Shifty Eyes: Research into lying says that people often attribute shifty or darting eyes to liars, however, as a predictor of a lie it actually falls short. Therefore the stress and nervousness of being put on the spot is enough to cause the eyes to exhibit patterns that seem dishonest. Experienced poker players, wishing to disguise a strong hand, can careful craft misleading “eye tells” fooling other players. For example, wincing at a card that is actually a good card, or using darting eyes when telling the truth, or best yet, producing cues at random, can really confuse opponents. Shifty eyes are an indicator of stress, any stress. It will be up to the body language reader to link the stress to a stimulus in order to create an accurate conclusion.

When the eyes roll they say – I can’t be expected to focus on such a ridiculous statement.

When the eyes roll they say – I can’t be expected to focus on such a ridiculous statement.

Looking Askance And Eye Rolling: Looking askance is done by tilting the head slightly to the side but stopping short of facing head on, where the eyes roll the rest of the way forming a scowl. This face shows disapproval, distrust and suspicion.

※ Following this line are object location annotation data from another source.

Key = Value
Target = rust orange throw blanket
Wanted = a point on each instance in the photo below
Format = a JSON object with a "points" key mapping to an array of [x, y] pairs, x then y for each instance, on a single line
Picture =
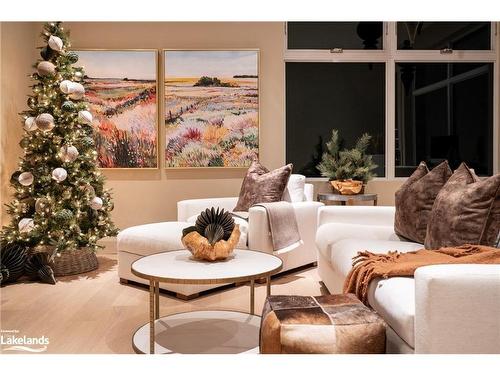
{"points": [[368, 266]]}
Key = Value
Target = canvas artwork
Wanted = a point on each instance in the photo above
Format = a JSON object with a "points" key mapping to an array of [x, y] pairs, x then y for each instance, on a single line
{"points": [[211, 108], [121, 87]]}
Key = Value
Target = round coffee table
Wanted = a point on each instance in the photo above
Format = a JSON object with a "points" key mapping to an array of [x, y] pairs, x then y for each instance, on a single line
{"points": [[225, 331]]}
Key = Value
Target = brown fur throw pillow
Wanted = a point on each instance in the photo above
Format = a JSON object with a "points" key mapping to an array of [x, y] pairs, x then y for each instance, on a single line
{"points": [[466, 211], [414, 200], [262, 186]]}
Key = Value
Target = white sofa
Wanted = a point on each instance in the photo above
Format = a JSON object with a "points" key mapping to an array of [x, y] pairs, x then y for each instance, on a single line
{"points": [[442, 309], [142, 240]]}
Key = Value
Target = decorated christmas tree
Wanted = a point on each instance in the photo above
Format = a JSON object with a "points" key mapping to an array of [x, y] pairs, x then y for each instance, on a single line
{"points": [[339, 163], [60, 203]]}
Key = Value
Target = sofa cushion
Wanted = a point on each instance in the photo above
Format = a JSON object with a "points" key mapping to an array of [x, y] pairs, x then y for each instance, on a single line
{"points": [[393, 298], [466, 211], [394, 301], [242, 243], [294, 191], [414, 200], [152, 238], [329, 234]]}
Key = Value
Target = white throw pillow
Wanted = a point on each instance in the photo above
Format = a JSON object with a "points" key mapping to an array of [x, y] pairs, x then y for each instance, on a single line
{"points": [[294, 191], [242, 243]]}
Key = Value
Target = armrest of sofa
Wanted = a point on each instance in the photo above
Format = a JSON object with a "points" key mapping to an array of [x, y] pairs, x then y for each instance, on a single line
{"points": [[258, 225], [190, 207], [457, 309], [309, 192], [360, 215]]}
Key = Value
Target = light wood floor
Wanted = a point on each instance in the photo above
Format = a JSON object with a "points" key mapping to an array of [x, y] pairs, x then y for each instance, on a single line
{"points": [[94, 313]]}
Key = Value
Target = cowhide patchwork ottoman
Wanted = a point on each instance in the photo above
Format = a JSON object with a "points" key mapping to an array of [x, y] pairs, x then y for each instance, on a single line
{"points": [[327, 324]]}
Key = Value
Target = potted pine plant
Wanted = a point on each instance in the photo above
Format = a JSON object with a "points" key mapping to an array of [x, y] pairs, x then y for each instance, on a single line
{"points": [[348, 170]]}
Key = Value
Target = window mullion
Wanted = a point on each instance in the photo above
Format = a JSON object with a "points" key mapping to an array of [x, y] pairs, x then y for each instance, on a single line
{"points": [[390, 100]]}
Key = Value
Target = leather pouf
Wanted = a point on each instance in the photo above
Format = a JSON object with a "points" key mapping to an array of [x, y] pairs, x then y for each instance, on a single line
{"points": [[327, 324]]}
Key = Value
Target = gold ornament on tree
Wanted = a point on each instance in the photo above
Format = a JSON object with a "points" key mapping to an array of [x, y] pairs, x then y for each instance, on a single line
{"points": [[30, 124], [76, 91], [96, 203], [26, 178], [42, 205], [56, 43], [65, 86], [45, 122], [45, 68], [26, 225], [59, 174], [85, 117], [68, 154]]}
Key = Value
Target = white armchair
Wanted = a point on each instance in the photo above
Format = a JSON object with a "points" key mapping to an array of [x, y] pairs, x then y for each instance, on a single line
{"points": [[259, 238], [443, 309], [138, 241]]}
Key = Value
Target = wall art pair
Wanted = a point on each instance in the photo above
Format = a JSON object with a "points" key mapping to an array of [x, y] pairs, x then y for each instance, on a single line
{"points": [[209, 112]]}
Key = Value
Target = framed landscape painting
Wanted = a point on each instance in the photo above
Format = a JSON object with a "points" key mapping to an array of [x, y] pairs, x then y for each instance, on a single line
{"points": [[211, 108], [121, 91]]}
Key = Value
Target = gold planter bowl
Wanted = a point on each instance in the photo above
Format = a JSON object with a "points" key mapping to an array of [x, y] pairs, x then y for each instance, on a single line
{"points": [[347, 187], [203, 250]]}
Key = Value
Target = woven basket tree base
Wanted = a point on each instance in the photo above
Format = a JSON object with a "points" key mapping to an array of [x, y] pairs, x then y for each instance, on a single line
{"points": [[71, 261], [75, 261], [347, 187]]}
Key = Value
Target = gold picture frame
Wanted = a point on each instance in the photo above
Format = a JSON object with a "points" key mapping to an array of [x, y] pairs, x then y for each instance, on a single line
{"points": [[163, 114], [158, 94]]}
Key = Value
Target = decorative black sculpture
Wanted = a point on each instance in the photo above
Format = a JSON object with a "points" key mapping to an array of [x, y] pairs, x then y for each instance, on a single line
{"points": [[215, 225], [12, 259], [38, 267]]}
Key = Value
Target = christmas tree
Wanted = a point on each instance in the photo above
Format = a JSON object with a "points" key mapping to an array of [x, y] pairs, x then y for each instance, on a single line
{"points": [[340, 164], [60, 201]]}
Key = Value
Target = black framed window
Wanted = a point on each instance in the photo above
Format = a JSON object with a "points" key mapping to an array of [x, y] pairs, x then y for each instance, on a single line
{"points": [[440, 35], [321, 96], [444, 111], [329, 35]]}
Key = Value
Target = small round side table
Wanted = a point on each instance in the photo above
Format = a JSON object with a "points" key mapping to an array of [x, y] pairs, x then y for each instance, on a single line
{"points": [[347, 199]]}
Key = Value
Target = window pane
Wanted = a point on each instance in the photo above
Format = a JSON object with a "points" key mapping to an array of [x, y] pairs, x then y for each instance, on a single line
{"points": [[439, 35], [444, 111], [328, 35], [349, 97]]}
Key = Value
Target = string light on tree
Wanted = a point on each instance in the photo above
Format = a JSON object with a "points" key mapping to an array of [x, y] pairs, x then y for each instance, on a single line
{"points": [[58, 187]]}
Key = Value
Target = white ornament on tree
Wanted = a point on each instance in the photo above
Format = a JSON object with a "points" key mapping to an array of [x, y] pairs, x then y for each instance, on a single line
{"points": [[26, 225], [56, 43], [65, 86], [68, 153], [45, 122], [96, 203], [30, 124], [76, 91], [45, 68], [85, 117], [59, 174], [26, 178], [42, 205]]}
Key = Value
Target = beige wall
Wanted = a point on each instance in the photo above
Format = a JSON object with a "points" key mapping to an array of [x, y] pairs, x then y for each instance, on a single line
{"points": [[143, 196]]}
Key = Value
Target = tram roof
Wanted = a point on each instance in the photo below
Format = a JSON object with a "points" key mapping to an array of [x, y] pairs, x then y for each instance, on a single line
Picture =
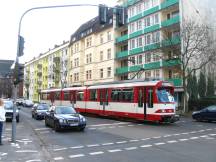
{"points": [[130, 83]]}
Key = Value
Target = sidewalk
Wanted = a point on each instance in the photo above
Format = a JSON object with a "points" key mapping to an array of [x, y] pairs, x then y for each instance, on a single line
{"points": [[27, 147]]}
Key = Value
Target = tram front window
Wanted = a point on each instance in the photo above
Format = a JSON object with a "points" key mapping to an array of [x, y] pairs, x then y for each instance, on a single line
{"points": [[164, 96]]}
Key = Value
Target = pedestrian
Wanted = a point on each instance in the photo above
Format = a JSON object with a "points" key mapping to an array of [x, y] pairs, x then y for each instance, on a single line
{"points": [[2, 118]]}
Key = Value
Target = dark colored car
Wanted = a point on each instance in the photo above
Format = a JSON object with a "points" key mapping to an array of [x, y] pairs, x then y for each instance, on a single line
{"points": [[64, 117], [206, 114], [8, 105], [39, 111]]}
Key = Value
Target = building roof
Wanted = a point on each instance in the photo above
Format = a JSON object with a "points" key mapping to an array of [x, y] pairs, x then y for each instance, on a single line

This cue is commonly associated with a disapproving-mother-type although this is usually in its exaggerated form. Other times the gesture happens quickly as if to say “You didn’t just say that, you better start backpedaling” or “I’ve heard what you said loud and clear, but I’m not buying what you’re selling.” Eye rolling, on the other hand spells disbelief as in “I can’t believe you just said this, you are a fool.”

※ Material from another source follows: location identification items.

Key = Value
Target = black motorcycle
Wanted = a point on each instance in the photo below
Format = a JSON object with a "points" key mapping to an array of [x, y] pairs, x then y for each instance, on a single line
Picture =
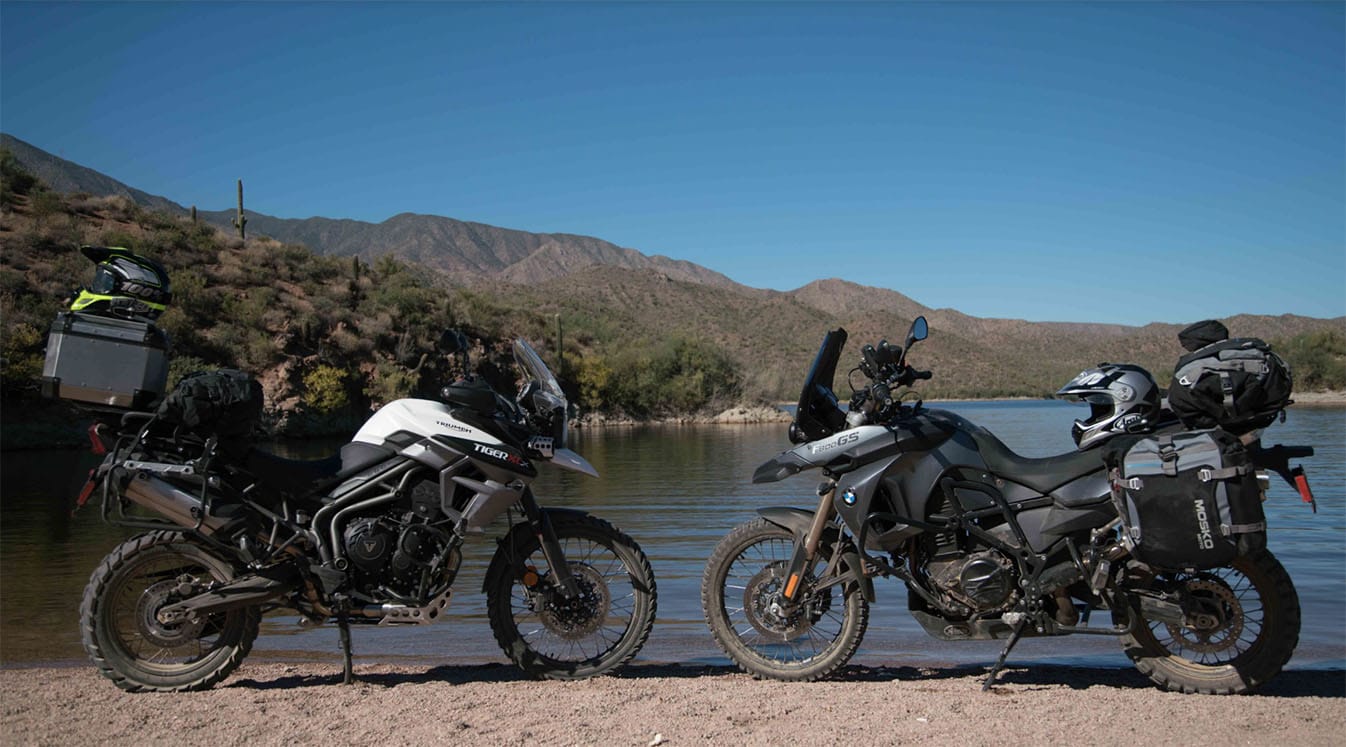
{"points": [[989, 545], [369, 536]]}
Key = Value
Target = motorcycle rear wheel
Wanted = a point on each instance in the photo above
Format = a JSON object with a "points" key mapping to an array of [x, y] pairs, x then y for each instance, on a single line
{"points": [[740, 594], [137, 652], [556, 638], [1256, 629]]}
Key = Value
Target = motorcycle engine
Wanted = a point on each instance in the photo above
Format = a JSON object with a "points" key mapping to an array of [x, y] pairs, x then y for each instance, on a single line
{"points": [[389, 553], [975, 583]]}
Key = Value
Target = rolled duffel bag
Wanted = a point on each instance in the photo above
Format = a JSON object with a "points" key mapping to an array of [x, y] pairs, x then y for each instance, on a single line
{"points": [[222, 403], [1187, 500], [1236, 384]]}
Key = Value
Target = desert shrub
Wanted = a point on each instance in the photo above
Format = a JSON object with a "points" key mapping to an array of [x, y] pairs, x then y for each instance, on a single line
{"points": [[326, 389], [22, 357], [14, 178], [1317, 360], [389, 381]]}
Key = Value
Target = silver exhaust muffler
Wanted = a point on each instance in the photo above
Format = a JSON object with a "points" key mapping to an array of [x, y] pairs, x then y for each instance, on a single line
{"points": [[178, 505]]}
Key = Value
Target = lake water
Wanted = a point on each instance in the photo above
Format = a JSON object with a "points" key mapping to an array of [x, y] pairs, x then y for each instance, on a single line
{"points": [[676, 490]]}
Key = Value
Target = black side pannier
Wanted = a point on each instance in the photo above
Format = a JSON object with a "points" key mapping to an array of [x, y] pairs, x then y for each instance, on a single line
{"points": [[222, 403], [1236, 384], [1187, 500], [105, 361]]}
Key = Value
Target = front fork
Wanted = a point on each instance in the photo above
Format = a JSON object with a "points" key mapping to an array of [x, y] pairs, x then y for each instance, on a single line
{"points": [[540, 524], [806, 551]]}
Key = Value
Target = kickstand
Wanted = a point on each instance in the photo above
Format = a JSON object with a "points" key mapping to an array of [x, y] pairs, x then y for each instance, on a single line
{"points": [[347, 669], [1000, 662]]}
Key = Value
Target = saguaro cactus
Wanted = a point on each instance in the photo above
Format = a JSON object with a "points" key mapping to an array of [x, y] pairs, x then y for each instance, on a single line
{"points": [[240, 220]]}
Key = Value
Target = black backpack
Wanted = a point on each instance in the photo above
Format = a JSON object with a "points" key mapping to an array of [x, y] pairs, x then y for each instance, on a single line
{"points": [[1236, 384], [224, 403], [1186, 500]]}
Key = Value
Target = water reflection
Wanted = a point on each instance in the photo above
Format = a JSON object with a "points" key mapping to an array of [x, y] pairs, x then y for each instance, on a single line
{"points": [[677, 490]]}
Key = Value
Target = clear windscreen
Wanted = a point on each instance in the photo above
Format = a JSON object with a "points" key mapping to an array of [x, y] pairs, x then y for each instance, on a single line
{"points": [[537, 370]]}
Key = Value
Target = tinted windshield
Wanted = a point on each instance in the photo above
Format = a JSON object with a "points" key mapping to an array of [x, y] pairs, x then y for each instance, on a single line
{"points": [[536, 369]]}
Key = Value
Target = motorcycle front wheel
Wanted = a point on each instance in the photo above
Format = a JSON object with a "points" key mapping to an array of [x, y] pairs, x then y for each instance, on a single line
{"points": [[1245, 626], [742, 596], [555, 637], [127, 641]]}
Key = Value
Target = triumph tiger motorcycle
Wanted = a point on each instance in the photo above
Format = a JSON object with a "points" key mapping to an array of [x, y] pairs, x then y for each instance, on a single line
{"points": [[989, 545], [369, 536]]}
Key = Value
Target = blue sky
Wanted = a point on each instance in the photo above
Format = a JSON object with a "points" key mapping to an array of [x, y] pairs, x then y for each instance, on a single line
{"points": [[1123, 163]]}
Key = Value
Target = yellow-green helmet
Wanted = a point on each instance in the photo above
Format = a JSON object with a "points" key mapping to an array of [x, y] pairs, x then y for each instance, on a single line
{"points": [[124, 284]]}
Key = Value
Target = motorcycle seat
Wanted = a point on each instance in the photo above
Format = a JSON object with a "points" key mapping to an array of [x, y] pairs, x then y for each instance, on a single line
{"points": [[300, 477], [1042, 474]]}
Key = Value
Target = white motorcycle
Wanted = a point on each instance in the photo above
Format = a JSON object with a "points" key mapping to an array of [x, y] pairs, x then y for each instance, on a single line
{"points": [[368, 536]]}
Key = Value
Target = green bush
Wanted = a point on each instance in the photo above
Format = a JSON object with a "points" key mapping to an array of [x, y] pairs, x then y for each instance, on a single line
{"points": [[326, 389]]}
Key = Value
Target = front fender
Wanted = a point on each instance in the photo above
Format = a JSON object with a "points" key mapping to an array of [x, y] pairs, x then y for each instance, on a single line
{"points": [[798, 521]]}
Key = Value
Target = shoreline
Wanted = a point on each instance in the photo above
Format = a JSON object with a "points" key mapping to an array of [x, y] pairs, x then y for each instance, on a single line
{"points": [[67, 434], [649, 704]]}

Stealing Looks: We’ve all done it. We’ve all checked someone out without them being aware. Out of the corner of our eye, we spot a sexy blonde or tall handsome man so our eyes look to the side quickly while our head remains motionless. Without skipping a beat we continue in our conversation because we don’t want to acknowledge our shallow curiousity. What is the hidden meaning behind stealing a look? The answer is simple, it’s context specific! Performed by a married man checking out attractive woman, for example, it can indicate sexual interest under secrecy. In this case, the interest is normally benign; the look is concealed such that he wants no one to know because he does not intend to pursue his interest. In other words, it’s just an idle curiosity. For a woman checking out another woman, it might indicate jealousy or competitiveness as she is seen as a rival. If it occurs in combination with down-turned eyebrows, furrowed brows, or a frown it could mean hostility, suspicion or a critical attitude. With the combination of the lips pressed firmly together it might indicate a suspicious or questioning attitude.

Eyebrow Flash: A quick up movement of the eyebrow is a social greeting. Eibl-Eibesfeldt, a German researcher found that the eyebrow flash is a universally recognized long distance social greeting. The only exception is in Japan where it is considered an overt sexual invitation and therefore inappropriate. For everyone else the eyebrow flash is a sort of nonverbal “Hello” or “Hey there, I know you”. The eyebrow flash happens very briefly and lasts only about one-sixth of a second. It is a quick raising and lowering of the eyebrows. The flash normally happens over a distance of between six to twelve feet by which dialogue can not easily occur, but of which, signals to another party that you have recognized them.

Over a crowded room, the eyebrow flash can express interest and curiosity in someone of the opposite sex and can even make someone believe that you have already met and so create familiarity. That being the case, the eyebrow flash can also be taken as offensive, create anxiety or even hostility, and put people off if no natural attraction is present. The eyebrow flash can also help discover whether or not people recognize you as is the case when it’s not reciprocated!